Question

If \[{x^3} + a{x^2} - bx + 10\] is divided by \[{x^2} - 3x + 2\], find the value of \[a\] and \[b\].

Answer 1

Hint:
Here, we will use the concept of the factor theorem. We will factorize the given divisor to find two factors. We will then substitute the obtained factors in the given dividend to form two equations. We will subtract one equation from the other and solve it further to get the required values of \[a\] and \[b\].
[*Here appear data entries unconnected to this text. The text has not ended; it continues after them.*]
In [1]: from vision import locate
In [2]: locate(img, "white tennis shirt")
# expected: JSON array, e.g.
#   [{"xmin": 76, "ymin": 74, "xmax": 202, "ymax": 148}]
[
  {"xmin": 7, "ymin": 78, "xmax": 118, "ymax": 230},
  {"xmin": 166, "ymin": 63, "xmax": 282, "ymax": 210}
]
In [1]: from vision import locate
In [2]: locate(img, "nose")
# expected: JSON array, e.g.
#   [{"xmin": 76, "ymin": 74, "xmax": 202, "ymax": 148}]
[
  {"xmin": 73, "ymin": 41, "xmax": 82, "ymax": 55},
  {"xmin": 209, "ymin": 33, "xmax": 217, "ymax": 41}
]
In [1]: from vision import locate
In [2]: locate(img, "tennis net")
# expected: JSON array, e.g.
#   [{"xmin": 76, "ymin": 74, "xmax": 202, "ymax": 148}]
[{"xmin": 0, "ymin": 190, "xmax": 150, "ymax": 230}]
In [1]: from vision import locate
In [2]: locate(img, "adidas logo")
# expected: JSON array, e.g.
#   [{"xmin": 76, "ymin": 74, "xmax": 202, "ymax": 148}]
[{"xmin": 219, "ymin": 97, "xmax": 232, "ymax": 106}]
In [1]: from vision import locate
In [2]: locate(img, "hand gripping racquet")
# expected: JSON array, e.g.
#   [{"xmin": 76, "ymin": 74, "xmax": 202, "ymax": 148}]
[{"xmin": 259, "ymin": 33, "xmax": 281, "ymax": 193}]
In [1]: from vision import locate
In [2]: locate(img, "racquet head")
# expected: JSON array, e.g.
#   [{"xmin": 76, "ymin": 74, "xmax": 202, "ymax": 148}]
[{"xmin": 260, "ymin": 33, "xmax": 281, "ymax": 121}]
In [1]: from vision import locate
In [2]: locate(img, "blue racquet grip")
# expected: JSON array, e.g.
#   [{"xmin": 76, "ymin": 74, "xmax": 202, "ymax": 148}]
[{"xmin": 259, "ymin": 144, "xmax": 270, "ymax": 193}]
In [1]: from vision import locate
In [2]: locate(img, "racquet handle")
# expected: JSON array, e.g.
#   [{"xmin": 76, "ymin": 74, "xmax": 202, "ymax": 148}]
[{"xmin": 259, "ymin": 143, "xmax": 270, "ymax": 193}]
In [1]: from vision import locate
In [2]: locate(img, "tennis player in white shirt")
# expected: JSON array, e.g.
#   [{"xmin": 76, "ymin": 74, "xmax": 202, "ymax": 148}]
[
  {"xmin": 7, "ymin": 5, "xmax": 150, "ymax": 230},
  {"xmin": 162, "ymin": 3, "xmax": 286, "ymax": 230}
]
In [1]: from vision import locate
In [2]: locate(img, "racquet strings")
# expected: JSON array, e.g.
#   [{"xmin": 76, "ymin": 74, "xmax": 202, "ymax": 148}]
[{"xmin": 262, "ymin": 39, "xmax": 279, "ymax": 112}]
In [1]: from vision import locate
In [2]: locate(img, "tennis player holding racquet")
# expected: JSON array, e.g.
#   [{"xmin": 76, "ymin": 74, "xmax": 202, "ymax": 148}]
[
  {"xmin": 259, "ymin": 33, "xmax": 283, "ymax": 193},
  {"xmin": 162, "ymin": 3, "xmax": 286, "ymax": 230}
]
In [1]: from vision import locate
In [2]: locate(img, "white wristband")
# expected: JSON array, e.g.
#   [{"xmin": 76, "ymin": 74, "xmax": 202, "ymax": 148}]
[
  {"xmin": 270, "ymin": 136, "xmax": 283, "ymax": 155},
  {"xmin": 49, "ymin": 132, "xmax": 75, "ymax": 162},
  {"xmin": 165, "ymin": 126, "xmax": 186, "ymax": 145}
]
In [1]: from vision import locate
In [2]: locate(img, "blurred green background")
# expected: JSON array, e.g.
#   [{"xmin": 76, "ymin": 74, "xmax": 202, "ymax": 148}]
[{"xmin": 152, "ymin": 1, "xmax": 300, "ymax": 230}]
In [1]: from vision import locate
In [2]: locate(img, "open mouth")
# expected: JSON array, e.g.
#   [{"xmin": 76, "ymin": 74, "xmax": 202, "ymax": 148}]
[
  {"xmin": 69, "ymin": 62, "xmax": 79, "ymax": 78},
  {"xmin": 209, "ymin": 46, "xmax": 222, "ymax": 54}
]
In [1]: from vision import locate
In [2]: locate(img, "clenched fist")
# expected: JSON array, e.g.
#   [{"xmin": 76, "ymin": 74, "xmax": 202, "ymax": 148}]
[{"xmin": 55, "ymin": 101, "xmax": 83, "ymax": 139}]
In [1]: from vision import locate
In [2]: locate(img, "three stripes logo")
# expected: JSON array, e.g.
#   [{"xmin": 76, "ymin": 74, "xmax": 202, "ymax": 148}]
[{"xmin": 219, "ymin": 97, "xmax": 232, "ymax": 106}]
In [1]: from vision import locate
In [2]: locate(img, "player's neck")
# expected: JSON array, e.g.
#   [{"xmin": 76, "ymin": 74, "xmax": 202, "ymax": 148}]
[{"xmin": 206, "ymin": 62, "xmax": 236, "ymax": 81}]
Complete step by step solution:
It is given that \[{x^3} + a{x^2} - bx + 10\] is divided by \[{x^2} - 3x + 2\].
Let the polynomial be \[f\left( x \right) = {x^3} + a{x^2} - bx + 10\]……\[\left( 1 \right)\]
Its factor is \[g\left( x \right) = {x^2} - 3x + 2\]……..\[\left( 2 \right)\]
Now, we will factorize the equation \[\left( 2 \right)\] to get the two factors. Therefore, we get
\[\begin{array}{l}g\left( x \right) = {x^2} - 3x + 2\\ \Rightarrow g\left( x \right) = {x^2} - 2x - x + 2\end{array}\]
Taking \[x\] common in first two terms and \[ - 1\] common in last to terms, we get,
\[ \Rightarrow g\left( x \right) = x\left( {x - 2} \right) - 1\left( {x - 2} \right)\]
Factoring out the common terms, we get
\[ \Rightarrow g\left( x \right) = \left( {x - 1} \right)\left( {x - 2} \right)\].......\[\left( 3 \right)\]
It is given that equation \[\left( 1 \right)\] is divided by equation \[\left( 2 \right)\] and from equation \[\left( 3 \right)\] we know that our factors are 1 and 2.
So by Factor theorem \[f\left( 1 \right) = 0\] and\[f\left( 2 \right) = 0\].
So substituting \[x = 1\] in equation \[\left( 1 \right)\] we get,
\[f\left( 1 \right) = {1^3} + a \times {1^2} - b \times 1 + 10\]
Simplifying the expression, we get
\[ \Rightarrow f\left( 1 \right) = 1 + a - b + 10\]
Substituting \[f\left( 1 \right) = 0\] in above equation, we get
\[ \Rightarrow 0 = 1 + a - b + 10\]
Adding like terms, we get
\[ \Rightarrow a - b + 11 = 0\]……\[\left( 4 \right)\]
Now, substituting \[x = 2\] in equation \[\left( 2 \right)\] we get,
\[f\left( 2 \right) = {2^3} + a \times {2^2} - b \times 2 + 10\]
Simplifying the expression, we get
\[ \Rightarrow f\left( 2 \right) = 8 + 4a - 2b + 10\]
Substituting \[f\left( 2 \right) = 0\] in above equation, we get
\[ \Rightarrow 0 = 8 + 4a - 2b + 10\]
Adding like terms, we get
\[ \Rightarrow 4a - 2b + 18 = 0\]
Dividing both sides by 2, we get
\[ \Rightarrow 2a - b + 9 = 0\]……\[\left( 5 \right)\]
Next, we will subtract equation \[\left( 4 \right)\] from equation \[\left( 5 \right)\]. Therefore, we get
\[\begin{array}{l}\left( {2a - b + 9} \right) - \left( {a - b + 11} \right) = 0\\ \Rightarrow 2a - b + 9 - a + b - 11 = 0\end{array}\]
Adding and subtracting like terms, we get
\[\begin{array}{l} \Rightarrow a - 2 = 0\\ \Rightarrow a = 2\end{array}\]
Substituting value of \[a\] in equation \[\left( 5 \right)\], we get
\[2 \times 2 - b + 9 = 0\]
Simplifying the expression, we get

The value of \[a = 2\] and \[b = 13\].

Note:
Here we will find the value of a and b by using Factor theorem which state that if a polynomial \[f\left( x \right)\] of degree \[n \ge 1\] and ‘\[a\]’ is any real number then, if \[f\left( a \right) = 0\] then only \[\left( {x - a} \right)\] is a factor of the polynomial. The two problems where Factor Theorem is usually applied are when we have to factorize a polynomial and also when we have to find the roots of the polynomial. It is also used to remove known zeros from a polynomial while leaving all unknown zeros intact. It is a special case of a polynomial remainder theorem.